Another night, we went to one of those fondue restaurants, the Melting Pot.  Ok, I'm glad that we went, but I probably wouldn't do it again.  They bring you big pots and long sticks and you cook your own food and then you pay the guy a tip.  Whutup with that?  Anyhoo, we all came out of there stankin' like food.  Dudes, get a vent system.  Got home and immediately took a shower.  I smelled like cheese and wine and boiled meat.

Went to see "Guilt Trip" with Barbara Streisand.  GREAT movie if you get a chance to see it.  I love her.  She's just so cool.  The relationship was a lot like my sister and her son.  Not because of guilt, but because Babs is constantly telling her son to hydrate, "Drink your water."  Too funny.  My sister took my nephew to his first overnight camp and then snuck back to check on him the next day when he was playing soccer.  From the grassy knoll above, she's shouting, "HYDRATE!!  HYDRAAAAAATE!"

Christmas was great.  This was possibly the best Christmas EV-vah.  So nice.  My sister, her husband, and my niece came up from Texas.  The mother-in-laws were there.  My nephew's friends came and went.  So happy.

The flight back to Kuwait was great.  I had an upgrade voucher.  Got to sleep in business class on a flat bed.  Yesss.  Very very very nice United rep at the gate at Dulles, named Bonnie, assisted me; she made my whole trip.

So... snap to 2013 in the next post....

Western Employees on Arifjan Sue for Labor Benefits and Win

The article below appeared on the front page of the Arab Times.

USG contractors working in Kuwait MUST abide by the Kuwait Labor Law or face consequences.  Just because employees are working at a US military installation does not mean that employers get to bend the rules to suit them.  

It is good that the article includes the full name of the lawyer, Musaed J. Al-Riyahi,  that is handling the employees' case.  He has successfully won cases for Westerners fighting for their rights.  More people with similar circumstances can now contact him.  Only wish they had published his contact information!  I just did a quick Google search and couldn't find him.  Why don't these guys at least get on LinkedIn?

The Kuwait Labor Law states that a work week is only 48 hours.  Any time over 48 hours is considered overtime.  No such thang in Kuwait as "exempt" and "non-exempt" employees.  It all the same.

Kuwait Labor Law, Article 64
"…it is forbidden to allow workers to work for more than 48 hours per week or 8 hours a day..."

Article 66
The overtime work should not exceed two hours a day, a maximum of 180 hours a year, three days a week or 90 days a year.
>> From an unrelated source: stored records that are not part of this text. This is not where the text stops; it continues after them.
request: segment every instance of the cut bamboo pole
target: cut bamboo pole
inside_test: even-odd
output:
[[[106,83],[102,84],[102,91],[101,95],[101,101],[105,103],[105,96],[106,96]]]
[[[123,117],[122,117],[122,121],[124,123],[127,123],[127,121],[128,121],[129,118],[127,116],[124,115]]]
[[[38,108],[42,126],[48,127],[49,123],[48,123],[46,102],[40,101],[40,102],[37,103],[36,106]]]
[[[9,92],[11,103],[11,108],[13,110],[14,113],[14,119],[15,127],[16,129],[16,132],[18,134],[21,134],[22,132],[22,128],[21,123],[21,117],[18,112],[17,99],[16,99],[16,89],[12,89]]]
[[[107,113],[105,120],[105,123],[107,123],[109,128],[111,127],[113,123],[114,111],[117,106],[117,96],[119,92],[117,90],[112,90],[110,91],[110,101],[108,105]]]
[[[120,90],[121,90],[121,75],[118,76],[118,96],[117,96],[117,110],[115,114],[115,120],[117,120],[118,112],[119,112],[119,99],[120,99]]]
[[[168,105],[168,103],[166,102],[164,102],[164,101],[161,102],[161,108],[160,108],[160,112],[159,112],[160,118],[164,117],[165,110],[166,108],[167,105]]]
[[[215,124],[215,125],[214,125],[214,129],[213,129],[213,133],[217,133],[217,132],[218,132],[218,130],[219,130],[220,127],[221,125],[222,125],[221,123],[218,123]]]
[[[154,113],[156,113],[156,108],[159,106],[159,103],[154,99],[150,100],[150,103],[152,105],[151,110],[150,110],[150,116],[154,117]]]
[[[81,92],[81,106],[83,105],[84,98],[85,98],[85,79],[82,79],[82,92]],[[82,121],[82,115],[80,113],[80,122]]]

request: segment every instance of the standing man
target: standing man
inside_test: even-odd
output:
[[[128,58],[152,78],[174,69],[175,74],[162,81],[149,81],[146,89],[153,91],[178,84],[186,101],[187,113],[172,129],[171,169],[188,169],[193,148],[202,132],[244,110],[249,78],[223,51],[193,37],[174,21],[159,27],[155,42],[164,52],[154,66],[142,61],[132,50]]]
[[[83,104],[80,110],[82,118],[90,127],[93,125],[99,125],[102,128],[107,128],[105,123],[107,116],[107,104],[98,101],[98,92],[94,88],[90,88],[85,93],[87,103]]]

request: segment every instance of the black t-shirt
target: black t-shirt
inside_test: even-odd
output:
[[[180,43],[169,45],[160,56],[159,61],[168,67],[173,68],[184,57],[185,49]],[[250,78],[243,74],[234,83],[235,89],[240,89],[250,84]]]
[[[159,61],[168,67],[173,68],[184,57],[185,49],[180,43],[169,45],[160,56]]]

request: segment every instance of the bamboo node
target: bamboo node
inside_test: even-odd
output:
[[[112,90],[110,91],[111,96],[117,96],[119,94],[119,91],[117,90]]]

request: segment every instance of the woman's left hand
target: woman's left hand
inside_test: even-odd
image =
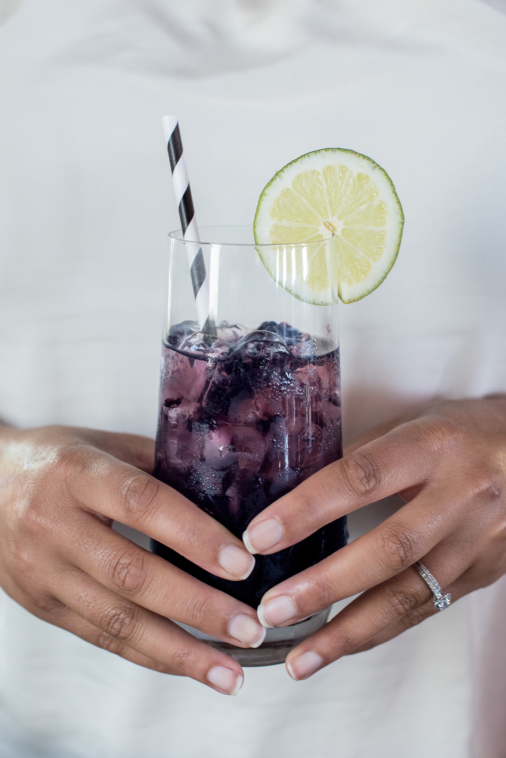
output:
[[[506,396],[435,403],[373,430],[253,518],[245,543],[275,553],[394,493],[407,504],[394,515],[262,597],[260,620],[278,627],[362,593],[291,651],[294,679],[437,612],[415,562],[452,603],[506,572]]]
The worker shall have the right to prove by any means that the employer required him to perform additional works for an additional period of time. The worker shall also be entitled to a 25 percent increase over his original remuneration for the period of overtime."
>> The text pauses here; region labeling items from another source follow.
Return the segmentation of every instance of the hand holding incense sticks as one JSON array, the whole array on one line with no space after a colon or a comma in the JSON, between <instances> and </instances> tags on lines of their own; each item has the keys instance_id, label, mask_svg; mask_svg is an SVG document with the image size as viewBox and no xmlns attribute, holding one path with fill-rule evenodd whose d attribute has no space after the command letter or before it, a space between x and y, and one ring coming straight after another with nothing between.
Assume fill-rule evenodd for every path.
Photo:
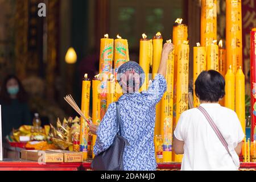
<instances>
[{"instance_id":1,"label":"hand holding incense sticks","mask_svg":"<svg viewBox=\"0 0 256 182\"><path fill-rule=\"evenodd\" d=\"M81 117L85 119L89 125L90 125L91 121L88 118L86 118L85 117L71 95L67 96L65 97L64 97L64 100L71 107L72 107L72 108L77 113L77 114L79 114Z\"/></svg>"}]
</instances>

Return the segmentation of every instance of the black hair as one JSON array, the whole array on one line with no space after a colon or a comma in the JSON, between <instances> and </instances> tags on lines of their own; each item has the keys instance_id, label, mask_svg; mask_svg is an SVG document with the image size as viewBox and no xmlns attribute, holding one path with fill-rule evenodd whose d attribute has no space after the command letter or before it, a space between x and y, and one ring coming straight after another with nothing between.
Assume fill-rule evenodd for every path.
<instances>
[{"instance_id":1,"label":"black hair","mask_svg":"<svg viewBox=\"0 0 256 182\"><path fill-rule=\"evenodd\" d=\"M18 78L18 77L13 75L10 75L7 76L2 85L1 90L0 92L0 99L2 101L5 102L6 104L10 104L11 102L11 97L10 97L10 94L7 90L7 82L11 80L14 79L19 85L19 90L17 94L17 98L20 102L26 102L27 101L28 96L27 94L25 91L20 81Z\"/></svg>"},{"instance_id":2,"label":"black hair","mask_svg":"<svg viewBox=\"0 0 256 182\"><path fill-rule=\"evenodd\" d=\"M214 70L201 72L195 86L196 96L201 101L217 102L225 96L225 79Z\"/></svg>"}]
</instances>

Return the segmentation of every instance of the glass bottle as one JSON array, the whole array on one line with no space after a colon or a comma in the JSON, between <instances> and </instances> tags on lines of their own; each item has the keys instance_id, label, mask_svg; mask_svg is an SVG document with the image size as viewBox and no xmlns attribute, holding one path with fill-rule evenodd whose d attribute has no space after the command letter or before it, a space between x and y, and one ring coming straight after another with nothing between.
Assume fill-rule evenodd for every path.
<instances>
[{"instance_id":1,"label":"glass bottle","mask_svg":"<svg viewBox=\"0 0 256 182\"><path fill-rule=\"evenodd\" d=\"M162 135L158 135L156 139L156 162L162 163L163 159L163 139Z\"/></svg>"},{"instance_id":2,"label":"glass bottle","mask_svg":"<svg viewBox=\"0 0 256 182\"><path fill-rule=\"evenodd\" d=\"M39 118L39 114L38 113L35 113L33 119L33 126L35 130L35 132L39 132L40 127L41 126L41 119Z\"/></svg>"}]
</instances>

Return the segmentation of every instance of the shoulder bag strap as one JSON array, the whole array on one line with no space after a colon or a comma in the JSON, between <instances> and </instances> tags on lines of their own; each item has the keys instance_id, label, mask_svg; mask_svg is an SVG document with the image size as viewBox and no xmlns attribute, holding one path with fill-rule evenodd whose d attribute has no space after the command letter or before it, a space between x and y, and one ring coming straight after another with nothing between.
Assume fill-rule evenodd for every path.
<instances>
[{"instance_id":1,"label":"shoulder bag strap","mask_svg":"<svg viewBox=\"0 0 256 182\"><path fill-rule=\"evenodd\" d=\"M197 107L197 109L199 109L200 111L204 115L207 120L209 122L209 123L210 124L210 126L212 126L212 129L213 129L217 136L218 136L218 139L221 142L221 143L226 148L226 151L228 151L228 153L229 153L229 155L230 156L231 158L232 158L232 156L231 155L231 154L229 152L229 148L228 147L228 143L223 137L222 135L221 134L221 132L217 128L217 126L215 125L212 118L210 117L210 115L207 113L206 110L202 106L199 106Z\"/></svg>"},{"instance_id":2,"label":"shoulder bag strap","mask_svg":"<svg viewBox=\"0 0 256 182\"><path fill-rule=\"evenodd\" d=\"M120 136L121 136L121 117L120 117L120 105L118 102L115 102L115 105L117 107L117 131L118 133Z\"/></svg>"}]
</instances>

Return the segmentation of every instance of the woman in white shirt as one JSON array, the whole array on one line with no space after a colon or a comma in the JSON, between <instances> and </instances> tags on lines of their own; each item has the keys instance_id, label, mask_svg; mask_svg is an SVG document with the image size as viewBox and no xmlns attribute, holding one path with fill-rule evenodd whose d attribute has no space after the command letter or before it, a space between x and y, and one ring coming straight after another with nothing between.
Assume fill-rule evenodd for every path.
<instances>
[{"instance_id":1,"label":"woman in white shirt","mask_svg":"<svg viewBox=\"0 0 256 182\"><path fill-rule=\"evenodd\" d=\"M181 170L238 170L245 134L236 113L218 104L225 96L224 78L216 71L204 71L195 85L200 106L227 142L232 157L203 114L190 109L182 113L174 131L174 152L184 154Z\"/></svg>"}]
</instances>

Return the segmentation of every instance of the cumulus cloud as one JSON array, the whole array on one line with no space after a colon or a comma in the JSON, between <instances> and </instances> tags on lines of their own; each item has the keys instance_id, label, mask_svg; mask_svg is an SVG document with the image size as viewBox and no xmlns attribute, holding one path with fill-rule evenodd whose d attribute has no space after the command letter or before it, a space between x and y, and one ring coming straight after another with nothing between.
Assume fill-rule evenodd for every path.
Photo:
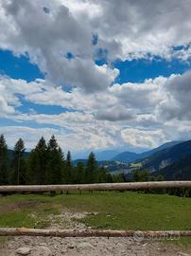
<instances>
[{"instance_id":1,"label":"cumulus cloud","mask_svg":"<svg viewBox=\"0 0 191 256\"><path fill-rule=\"evenodd\" d=\"M142 83L113 84L104 92L87 94L79 88L64 91L45 80L26 82L1 77L1 117L20 123L54 125L61 137L65 134L67 141L73 139L69 144L74 148L80 139L83 148L125 144L150 148L191 136L189 81L187 72ZM66 110L54 115L21 113L17 108L22 98Z\"/></svg>"},{"instance_id":2,"label":"cumulus cloud","mask_svg":"<svg viewBox=\"0 0 191 256\"><path fill-rule=\"evenodd\" d=\"M96 92L118 75L109 65L95 64L100 48L110 61L189 58L190 47L174 52L175 46L191 43L189 6L189 0L5 0L0 2L0 47L27 53L54 84ZM68 52L74 58L65 58Z\"/></svg>"},{"instance_id":3,"label":"cumulus cloud","mask_svg":"<svg viewBox=\"0 0 191 256\"><path fill-rule=\"evenodd\" d=\"M191 120L191 71L174 76L165 87L165 97L157 106L164 120Z\"/></svg>"},{"instance_id":4,"label":"cumulus cloud","mask_svg":"<svg viewBox=\"0 0 191 256\"><path fill-rule=\"evenodd\" d=\"M0 48L27 55L44 74L31 82L0 77L1 117L54 125L47 137L74 149L149 148L191 136L191 71L118 84L113 67L117 59L189 60L190 0L0 0ZM22 99L63 113L21 113ZM29 146L43 132L9 129Z\"/></svg>"}]
</instances>

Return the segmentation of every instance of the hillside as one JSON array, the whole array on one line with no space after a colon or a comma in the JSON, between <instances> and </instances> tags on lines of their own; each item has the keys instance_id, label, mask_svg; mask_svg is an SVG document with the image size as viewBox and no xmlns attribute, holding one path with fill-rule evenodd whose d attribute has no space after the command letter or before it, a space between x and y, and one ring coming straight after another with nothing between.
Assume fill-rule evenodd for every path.
<instances>
[{"instance_id":1,"label":"hillside","mask_svg":"<svg viewBox=\"0 0 191 256\"><path fill-rule=\"evenodd\" d=\"M191 179L191 155L184 156L179 162L173 163L156 173L162 174L165 180L190 180Z\"/></svg>"},{"instance_id":2,"label":"hillside","mask_svg":"<svg viewBox=\"0 0 191 256\"><path fill-rule=\"evenodd\" d=\"M155 149L152 149L152 150L149 150L147 152L143 152L140 154L136 154L133 152L128 152L128 151L122 152L122 153L116 155L114 157L113 157L112 160L120 161L120 162L132 162L132 161L146 158L156 152L159 152L159 151L166 149L166 148L173 147L173 146L180 144L180 143L182 143L182 141L170 141L170 142L165 143L165 144L163 144Z\"/></svg>"},{"instance_id":3,"label":"hillside","mask_svg":"<svg viewBox=\"0 0 191 256\"><path fill-rule=\"evenodd\" d=\"M9 161L11 161L11 159L13 158L13 152L14 152L13 150L10 149L8 150L8 157ZM27 158L29 156L29 152L25 152L24 155L26 158Z\"/></svg>"},{"instance_id":4,"label":"hillside","mask_svg":"<svg viewBox=\"0 0 191 256\"><path fill-rule=\"evenodd\" d=\"M179 162L189 155L191 155L191 140L154 153L144 159L142 165L154 172Z\"/></svg>"}]
</instances>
I wonder how many employees filed the case.  Interesting.

Bottom line is that either the company has knowingly violated legal labor practices to make more money;  or whoever was in charge of overseeing their contract (compliance/contract management?) did a crap job.

Ultimately, if employees don't do anything about it, unscrupulous companies will get away with it.  The Kuwait Labor Law is available online.  Any employee in Kuwait with a Kuwaiti residency visa is governed under the Kuwait Labor Law.  Get edumacated.